Sunday, December 30, 2007

Pining Away For Paradise Lost

Proposal to abolish Czech totalitarian regimes institute at court

Brno- The Czech Constitutional Court (US) has received a proposal to abrogate the law on the basis of which the Institute for the Study of Totalitarian Regimes has been established, CTK has learnt.

The proposal to abolish the state-established facility that is to research into Nazism and communism in Czech history was signed by 57 opposition deputies from the Czech Social Democratic Party (CSSD) and the Communist Party of Bohemia and Moravia (KSCM).

They say the institute could politically influence the interpretation of history.
By all means, let us not forget about the influences that stem from the political interpretation of history.
They also object to labelling the whole period of communist rule as totalitarian, it ensues from the proposal.It is difficult to say when the Constitutional Court will rule on the proposal.

The left-wing deputies fear that people will consider the results of the research conducted by a state-established institution as the "official" and sole possible interpretation of history.

"This will factually restrict the constitution-guaranteed freedom of scientific research," the proposal says.
This is beginning to smell of George Soros.
The deputies also object to what they call ideological terminology.

"The law authoritatively describes the section of Czechoslovak history between February 25, 1948 [when Communists seized power in then Czechoslovakia] and December 29, 1989 [end of communist regime in Czechoslovakia] as a period of communist totalitarian power. It does not consider the fact that the period was changeable from the point of view of ways of exercise of state power and was not compact in this respect," the deputies write.

They write that the 1950s saw a real totalitarian regime while in the 1960s the regime was gradually democratised, and they say that it did not fully return to the repressive practices from the times of the cult of personality in the 1950s even after the occupation of Czechoslovakia by Warsaw Pact troops in 1968.
That's why so many Czech ex-pats returned home; overwhelming the borders, just to see the 5000-7000 Soviet tanks that were now in the Czech Lands to guarantee their freedom.
"This state also carried out a number of measures that were generally positive for society, particularly in the social sphere," the deputies write.
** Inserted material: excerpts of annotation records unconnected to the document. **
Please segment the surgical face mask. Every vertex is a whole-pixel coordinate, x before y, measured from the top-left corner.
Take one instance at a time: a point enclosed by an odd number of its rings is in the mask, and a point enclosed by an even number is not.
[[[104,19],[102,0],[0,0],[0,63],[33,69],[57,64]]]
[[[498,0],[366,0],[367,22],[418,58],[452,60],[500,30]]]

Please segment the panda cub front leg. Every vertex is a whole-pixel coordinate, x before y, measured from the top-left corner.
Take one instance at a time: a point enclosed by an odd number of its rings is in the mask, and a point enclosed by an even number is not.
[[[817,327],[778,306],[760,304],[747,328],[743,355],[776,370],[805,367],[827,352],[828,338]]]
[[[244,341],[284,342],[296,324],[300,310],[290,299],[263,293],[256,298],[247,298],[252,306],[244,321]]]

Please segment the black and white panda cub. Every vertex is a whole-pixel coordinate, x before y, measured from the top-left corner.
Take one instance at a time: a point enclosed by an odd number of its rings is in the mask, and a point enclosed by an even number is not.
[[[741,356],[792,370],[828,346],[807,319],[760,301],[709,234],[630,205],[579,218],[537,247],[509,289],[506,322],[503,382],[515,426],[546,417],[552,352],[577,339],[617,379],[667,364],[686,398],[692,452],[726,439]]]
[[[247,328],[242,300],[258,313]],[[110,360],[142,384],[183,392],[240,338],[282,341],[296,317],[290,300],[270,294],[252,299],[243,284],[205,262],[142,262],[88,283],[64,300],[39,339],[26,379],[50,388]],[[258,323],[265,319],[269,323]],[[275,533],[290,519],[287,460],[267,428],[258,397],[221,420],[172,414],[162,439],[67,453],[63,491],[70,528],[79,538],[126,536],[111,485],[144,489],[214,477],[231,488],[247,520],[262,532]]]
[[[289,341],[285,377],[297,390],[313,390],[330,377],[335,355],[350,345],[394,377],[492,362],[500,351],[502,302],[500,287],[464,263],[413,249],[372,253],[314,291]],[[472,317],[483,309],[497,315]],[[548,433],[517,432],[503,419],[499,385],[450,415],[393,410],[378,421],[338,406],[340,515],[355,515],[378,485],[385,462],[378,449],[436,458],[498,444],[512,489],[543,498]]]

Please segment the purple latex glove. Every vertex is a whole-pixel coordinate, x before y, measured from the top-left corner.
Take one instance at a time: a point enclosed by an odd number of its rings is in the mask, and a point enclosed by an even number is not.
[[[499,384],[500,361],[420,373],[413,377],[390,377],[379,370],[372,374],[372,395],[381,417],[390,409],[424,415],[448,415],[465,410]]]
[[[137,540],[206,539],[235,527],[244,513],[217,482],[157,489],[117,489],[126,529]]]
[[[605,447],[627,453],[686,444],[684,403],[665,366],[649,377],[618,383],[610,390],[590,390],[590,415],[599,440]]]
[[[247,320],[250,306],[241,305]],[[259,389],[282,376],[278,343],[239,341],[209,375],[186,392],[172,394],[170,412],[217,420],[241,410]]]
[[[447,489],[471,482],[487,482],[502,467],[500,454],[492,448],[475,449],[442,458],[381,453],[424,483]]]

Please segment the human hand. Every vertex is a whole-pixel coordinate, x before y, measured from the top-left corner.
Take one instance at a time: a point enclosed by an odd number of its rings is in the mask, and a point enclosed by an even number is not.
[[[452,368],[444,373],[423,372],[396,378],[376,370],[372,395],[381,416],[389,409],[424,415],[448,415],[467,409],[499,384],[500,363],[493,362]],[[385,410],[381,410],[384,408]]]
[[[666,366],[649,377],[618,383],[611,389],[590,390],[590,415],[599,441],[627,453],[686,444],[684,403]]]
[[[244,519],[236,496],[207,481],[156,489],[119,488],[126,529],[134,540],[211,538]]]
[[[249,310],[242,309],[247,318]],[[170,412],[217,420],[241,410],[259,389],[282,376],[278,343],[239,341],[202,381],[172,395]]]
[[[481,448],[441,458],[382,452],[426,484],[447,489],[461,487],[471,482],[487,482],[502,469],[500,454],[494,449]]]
They use as "a partial example the deepening of the practical equalisation of women in political, economic and family life, as well the abandoning of the practice of making differences between children according to their origin."

The left-wing deputies recommend to the Constitutional Court to abrogate the law as a whole, or to at least delete the words "totalitarian" from a number of passages of the law.
Nácek a komunista svině would work.
The right justified the establishment of the institute by an effort to concentrate and process the written documents of all security forces of the communist regime.

It said the processing of data and making them available should contribute to the comprehension of the communist regime and at the same time to the prevention of a biased interpretation of history.

The institute's activities will be supervised by a council that has elected historian Pavel Zacek as the institute's first head. He will formally assume his post on January 1.
David Irving was unavailable for comment.